By this time subsequent week, South Korea’s first lunar probe shall be on its approach to the Moon. The probe, named Danuri, which implies ‘benefit from the Moon’, ought to arrive at its vacation spot by mid-December and orbit for a yr. Researchers hope that the craft will discover hidden sources of water and ice and make clear the Moon’s historic magnetism in addition to the ‘fairy castles’ of mud sprinkled throughout its floor. “Everyone is so completely happy and excited,” says planetary geoscientist Kyeong-ja Kim.

Nature | 5 min learn

Figuring out the 3D form of just about any protein recognized to science will quickly be so simple as typing in a Google search. Researchers have used the revolutionary artificial-intelligence (AI) community AlphaFold to predict the buildings of some 200 million proteins from a million species, protecting almost each recognized protein on the planet. The info shall be uploaded to a free database. “It’s going to be an superior useful resource,” says computational biologist Eduard Porta Pardo.

Nature | 5 min learn

The burning of fossil fuels has formally shifted the composition of carbon isotopes within the air of the Northern Hemisphere sufficient to cancel out a helpful sign from nuclear-weapons testing. This might trigger a headache for archaeologists, as a result of trendy gadgets now appear like objects from the early twentieth century by way of radiocarbon relationship. The event signifies that forensic scientists will not be capable of use radiocarbon fingerprints to pinpoint the ages of supplies corresponding to ivory, antiques and wine. “In the event you’re working in forensics or detecting fakes, it is a actually unhappy second,” says archaeologist Tom Higham.

Nature | 5 min learn

Options & opinion

British scientist James Lovelock, whose work impressed the inexperienced motion and underpins a lot of recent local weather science, died on his 103rd birthday. His analysis spanned many disciplines, however he’s maybe finest recognized for his Sixties Gaia idea, which described Earth as one enormous interconnected, self-regulating system somewhat than a passive host to residing species — an concept that was controversial amongst some evolutionary scientists. Lovelock highlighted among the biggest environmental issues of our time, together with harm to the ozone layer and local weather change.

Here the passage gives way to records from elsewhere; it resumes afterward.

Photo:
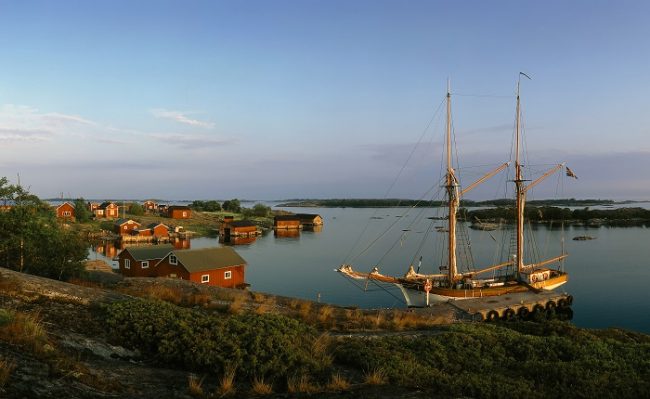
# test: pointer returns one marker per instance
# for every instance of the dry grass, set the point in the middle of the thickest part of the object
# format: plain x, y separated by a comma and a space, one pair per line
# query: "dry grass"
237, 305
23, 329
200, 299
319, 349
304, 310
301, 384
6, 368
227, 382
261, 387
195, 385
162, 292
338, 383
85, 283
325, 315
375, 377
258, 297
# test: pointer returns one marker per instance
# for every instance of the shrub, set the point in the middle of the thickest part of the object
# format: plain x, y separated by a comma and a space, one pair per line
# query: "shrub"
257, 345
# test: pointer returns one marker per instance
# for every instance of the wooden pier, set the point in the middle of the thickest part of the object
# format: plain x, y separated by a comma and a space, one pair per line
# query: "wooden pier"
506, 307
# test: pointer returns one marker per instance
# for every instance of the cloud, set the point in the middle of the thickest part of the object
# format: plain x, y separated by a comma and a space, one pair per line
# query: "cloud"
23, 135
180, 117
23, 123
191, 141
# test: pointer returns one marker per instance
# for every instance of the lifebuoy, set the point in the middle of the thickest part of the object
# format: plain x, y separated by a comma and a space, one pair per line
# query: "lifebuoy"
492, 315
523, 312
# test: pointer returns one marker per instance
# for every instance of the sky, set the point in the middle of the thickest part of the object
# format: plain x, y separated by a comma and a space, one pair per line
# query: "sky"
320, 99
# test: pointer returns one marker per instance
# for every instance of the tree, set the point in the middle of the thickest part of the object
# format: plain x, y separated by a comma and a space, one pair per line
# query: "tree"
81, 211
136, 209
32, 241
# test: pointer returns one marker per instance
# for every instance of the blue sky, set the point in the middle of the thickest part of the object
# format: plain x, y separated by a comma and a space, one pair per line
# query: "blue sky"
285, 99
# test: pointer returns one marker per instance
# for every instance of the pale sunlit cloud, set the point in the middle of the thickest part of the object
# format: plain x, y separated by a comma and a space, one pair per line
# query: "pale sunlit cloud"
191, 141
180, 117
24, 123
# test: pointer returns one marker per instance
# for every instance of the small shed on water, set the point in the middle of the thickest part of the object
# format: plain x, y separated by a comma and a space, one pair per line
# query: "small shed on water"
288, 222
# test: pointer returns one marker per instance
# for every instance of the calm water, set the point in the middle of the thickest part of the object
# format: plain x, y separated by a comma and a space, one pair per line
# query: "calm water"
609, 276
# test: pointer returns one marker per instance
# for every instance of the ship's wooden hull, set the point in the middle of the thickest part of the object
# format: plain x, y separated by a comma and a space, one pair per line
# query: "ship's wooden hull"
415, 295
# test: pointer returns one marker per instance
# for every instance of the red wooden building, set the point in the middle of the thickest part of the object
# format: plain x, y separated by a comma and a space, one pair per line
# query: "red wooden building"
310, 219
179, 212
65, 211
289, 222
108, 210
239, 228
150, 206
222, 267
125, 227
140, 261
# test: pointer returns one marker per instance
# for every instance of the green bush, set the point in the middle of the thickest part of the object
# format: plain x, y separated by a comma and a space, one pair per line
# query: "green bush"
268, 345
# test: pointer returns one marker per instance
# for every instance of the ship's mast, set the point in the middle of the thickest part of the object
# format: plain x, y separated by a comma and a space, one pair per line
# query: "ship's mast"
520, 191
452, 196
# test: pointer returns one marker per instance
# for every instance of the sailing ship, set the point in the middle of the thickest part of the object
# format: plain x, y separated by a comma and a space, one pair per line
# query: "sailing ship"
513, 275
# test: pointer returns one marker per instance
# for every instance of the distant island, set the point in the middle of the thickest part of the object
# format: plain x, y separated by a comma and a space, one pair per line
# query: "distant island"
397, 202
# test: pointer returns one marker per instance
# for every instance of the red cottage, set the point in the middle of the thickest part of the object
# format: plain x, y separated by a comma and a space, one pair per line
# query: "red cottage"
140, 261
107, 210
65, 211
150, 206
126, 227
179, 212
289, 222
221, 267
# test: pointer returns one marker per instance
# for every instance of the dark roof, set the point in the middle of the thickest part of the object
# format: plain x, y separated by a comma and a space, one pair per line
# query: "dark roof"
121, 221
199, 260
147, 253
307, 215
105, 204
64, 204
242, 223
182, 207
154, 224
287, 217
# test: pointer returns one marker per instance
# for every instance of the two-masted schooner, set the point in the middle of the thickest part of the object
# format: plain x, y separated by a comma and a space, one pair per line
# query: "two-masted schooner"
423, 289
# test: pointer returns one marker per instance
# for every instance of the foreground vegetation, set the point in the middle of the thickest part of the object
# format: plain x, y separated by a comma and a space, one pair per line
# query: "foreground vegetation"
521, 359
210, 342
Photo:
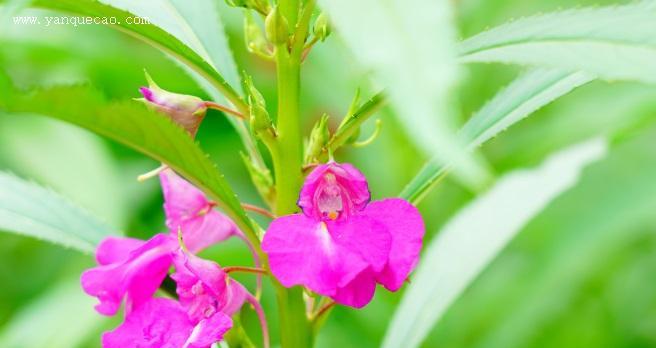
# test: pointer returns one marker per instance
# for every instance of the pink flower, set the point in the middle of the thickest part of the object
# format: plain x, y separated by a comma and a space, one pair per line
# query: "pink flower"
341, 245
188, 209
186, 110
164, 323
133, 269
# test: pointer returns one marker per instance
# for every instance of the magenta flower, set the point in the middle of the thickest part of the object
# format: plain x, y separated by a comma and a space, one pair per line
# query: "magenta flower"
186, 110
132, 269
341, 245
164, 323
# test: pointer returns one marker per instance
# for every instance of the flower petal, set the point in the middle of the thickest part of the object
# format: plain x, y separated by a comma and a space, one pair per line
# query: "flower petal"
188, 209
350, 180
209, 331
365, 236
115, 249
406, 227
158, 323
302, 252
359, 291
138, 276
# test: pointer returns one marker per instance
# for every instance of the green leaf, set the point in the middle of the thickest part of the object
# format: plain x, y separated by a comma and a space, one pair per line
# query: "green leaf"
518, 100
612, 42
410, 45
31, 210
62, 318
201, 63
132, 124
41, 149
471, 239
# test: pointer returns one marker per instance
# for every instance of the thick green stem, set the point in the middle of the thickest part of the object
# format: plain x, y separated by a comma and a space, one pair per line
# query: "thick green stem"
296, 331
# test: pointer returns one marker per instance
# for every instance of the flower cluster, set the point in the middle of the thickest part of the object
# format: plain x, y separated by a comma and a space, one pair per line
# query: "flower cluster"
132, 270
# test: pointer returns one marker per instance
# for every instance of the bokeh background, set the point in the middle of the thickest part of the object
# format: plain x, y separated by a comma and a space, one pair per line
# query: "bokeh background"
581, 274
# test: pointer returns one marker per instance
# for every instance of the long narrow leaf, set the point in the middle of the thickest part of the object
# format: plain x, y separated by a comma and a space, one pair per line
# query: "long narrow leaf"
518, 100
31, 210
131, 124
613, 42
410, 45
472, 239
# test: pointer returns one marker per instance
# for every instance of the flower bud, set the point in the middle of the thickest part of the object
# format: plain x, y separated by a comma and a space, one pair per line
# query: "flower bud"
318, 139
185, 110
322, 28
255, 40
276, 27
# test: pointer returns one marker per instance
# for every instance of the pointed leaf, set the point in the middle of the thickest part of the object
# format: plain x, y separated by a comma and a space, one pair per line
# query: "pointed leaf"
471, 239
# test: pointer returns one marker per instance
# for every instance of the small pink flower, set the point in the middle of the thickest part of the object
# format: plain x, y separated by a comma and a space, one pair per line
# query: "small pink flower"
186, 110
188, 209
342, 245
134, 269
164, 323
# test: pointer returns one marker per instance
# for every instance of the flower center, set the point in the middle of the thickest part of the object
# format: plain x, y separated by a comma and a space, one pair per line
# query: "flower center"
329, 198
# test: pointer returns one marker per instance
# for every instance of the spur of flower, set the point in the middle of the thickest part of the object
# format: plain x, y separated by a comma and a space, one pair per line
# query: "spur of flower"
131, 270
341, 244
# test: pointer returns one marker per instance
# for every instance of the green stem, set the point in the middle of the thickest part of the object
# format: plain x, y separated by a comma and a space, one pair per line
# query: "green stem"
287, 159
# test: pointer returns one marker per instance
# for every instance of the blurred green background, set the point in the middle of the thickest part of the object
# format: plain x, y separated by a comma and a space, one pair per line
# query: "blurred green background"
579, 275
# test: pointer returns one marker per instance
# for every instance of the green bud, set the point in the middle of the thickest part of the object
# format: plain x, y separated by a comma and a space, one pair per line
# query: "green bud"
261, 178
255, 40
322, 28
318, 139
276, 27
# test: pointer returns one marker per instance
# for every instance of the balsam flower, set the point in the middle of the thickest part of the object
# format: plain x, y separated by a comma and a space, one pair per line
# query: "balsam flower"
164, 323
186, 110
341, 245
133, 269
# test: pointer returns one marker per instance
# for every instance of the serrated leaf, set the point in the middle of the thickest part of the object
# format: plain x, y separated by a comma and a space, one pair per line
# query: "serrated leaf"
612, 42
525, 95
471, 239
31, 210
410, 45
155, 36
132, 124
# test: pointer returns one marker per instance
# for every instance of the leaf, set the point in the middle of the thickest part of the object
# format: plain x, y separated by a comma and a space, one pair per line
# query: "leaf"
61, 318
471, 239
612, 42
157, 37
410, 45
31, 210
131, 124
42, 149
525, 95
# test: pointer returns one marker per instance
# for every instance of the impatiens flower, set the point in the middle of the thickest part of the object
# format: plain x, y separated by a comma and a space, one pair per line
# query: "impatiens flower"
186, 110
341, 245
133, 270
164, 323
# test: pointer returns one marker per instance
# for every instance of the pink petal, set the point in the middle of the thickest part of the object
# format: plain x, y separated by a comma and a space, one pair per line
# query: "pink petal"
406, 226
158, 323
136, 277
302, 252
359, 292
115, 249
188, 209
351, 183
208, 331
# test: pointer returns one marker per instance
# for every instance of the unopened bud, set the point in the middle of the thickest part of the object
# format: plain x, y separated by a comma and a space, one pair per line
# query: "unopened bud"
276, 27
322, 28
255, 40
185, 110
318, 139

The Guardian | 10 min learn

Glass has performed an essential half all through the historical past of science — from take a look at tubes and Petri dishes to telescope lenses and microscope slides — however it holds a particular significance for chemists, with whom most individuals nonetheless affiliate the picture of glassware containing brightly colored options. In celebration of the United Nations Worldwide Yr of Glass, chemist Michelle Francl explores how glass has revolutionized the sector.

Nature Chemistry | 7 min learn

A pair should resolve whether or not to undergo humanity’s alien overlords in the newest brief story for Nature’s Futures sequence.

Nature | 6 min learn

People have been consuming milk for 1000’s of years, lengthy earlier than the power to digest it turned widespread. Now, researchers suppose they know why: lactose tolerance was useful sufficient to affect evolution solely throughout occasional episodes of famine and illness, explaining why it took 1000’s of years for the trait to grow to be prevalent in Europe.

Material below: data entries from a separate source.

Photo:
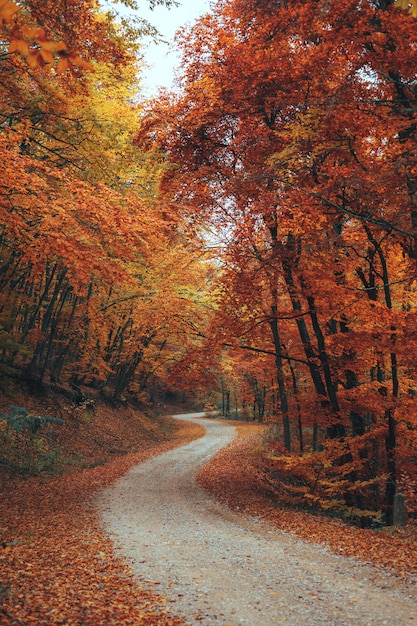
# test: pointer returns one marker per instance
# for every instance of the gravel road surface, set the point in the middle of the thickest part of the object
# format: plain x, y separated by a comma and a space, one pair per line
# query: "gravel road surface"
220, 568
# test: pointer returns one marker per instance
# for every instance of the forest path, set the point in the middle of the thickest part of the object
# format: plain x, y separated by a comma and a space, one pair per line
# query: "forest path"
221, 568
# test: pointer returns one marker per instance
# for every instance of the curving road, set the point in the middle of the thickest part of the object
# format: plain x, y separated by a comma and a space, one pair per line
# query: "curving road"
220, 568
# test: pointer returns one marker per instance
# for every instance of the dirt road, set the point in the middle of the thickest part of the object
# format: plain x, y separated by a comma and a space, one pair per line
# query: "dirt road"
220, 568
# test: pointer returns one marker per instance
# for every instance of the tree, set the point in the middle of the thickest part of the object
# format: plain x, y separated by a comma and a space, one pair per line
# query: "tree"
294, 135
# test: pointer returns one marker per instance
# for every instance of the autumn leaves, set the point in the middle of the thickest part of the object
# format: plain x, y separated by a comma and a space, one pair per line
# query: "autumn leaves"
295, 137
97, 284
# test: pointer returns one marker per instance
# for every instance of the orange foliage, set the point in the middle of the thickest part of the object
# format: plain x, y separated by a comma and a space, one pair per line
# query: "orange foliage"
236, 477
58, 566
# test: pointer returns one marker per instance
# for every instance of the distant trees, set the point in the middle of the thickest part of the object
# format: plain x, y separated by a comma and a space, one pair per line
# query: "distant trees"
294, 136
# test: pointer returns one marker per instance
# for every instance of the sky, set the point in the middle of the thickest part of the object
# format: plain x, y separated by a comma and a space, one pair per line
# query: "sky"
162, 58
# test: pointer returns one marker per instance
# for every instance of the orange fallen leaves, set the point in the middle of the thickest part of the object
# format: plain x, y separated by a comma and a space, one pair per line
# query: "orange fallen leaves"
234, 476
57, 566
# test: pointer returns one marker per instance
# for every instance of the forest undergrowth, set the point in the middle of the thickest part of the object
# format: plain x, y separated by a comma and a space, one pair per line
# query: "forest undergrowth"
235, 476
59, 568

Nature Podcast | 28 min hear

Learn extra: How people’ capability to digest milk advanced from famine and illness (Nature | 5 min learn)

Subscribe to the Nature Podcast on Apple Podcasts, Google Podcasts or Spotify.


Shocking revelations from the James Webb Area Telescope’s first photos are already re-shaping our understanding of distant galaxies, says astronomer Allison Kirkpatrick. (Nature | 7 min learn)

Flora is on vacation and the Briefing is about to take a brief break. So you may have just a little bit of additional time to seek out Leif Penguison, who this week is hiding among the many beech timber at the Lakes of Covadonga in Spain. Can you discover the penguin?

The answer shall be in a particular best-of version of the Briefing on Thursday 4 August, all because of Briefing picture editor and penguin wrangler Tom Houghton.

We’ll be in contact once more with one other particular version on 11 August after which again to the common swing of issues on 15 August. See you quickly!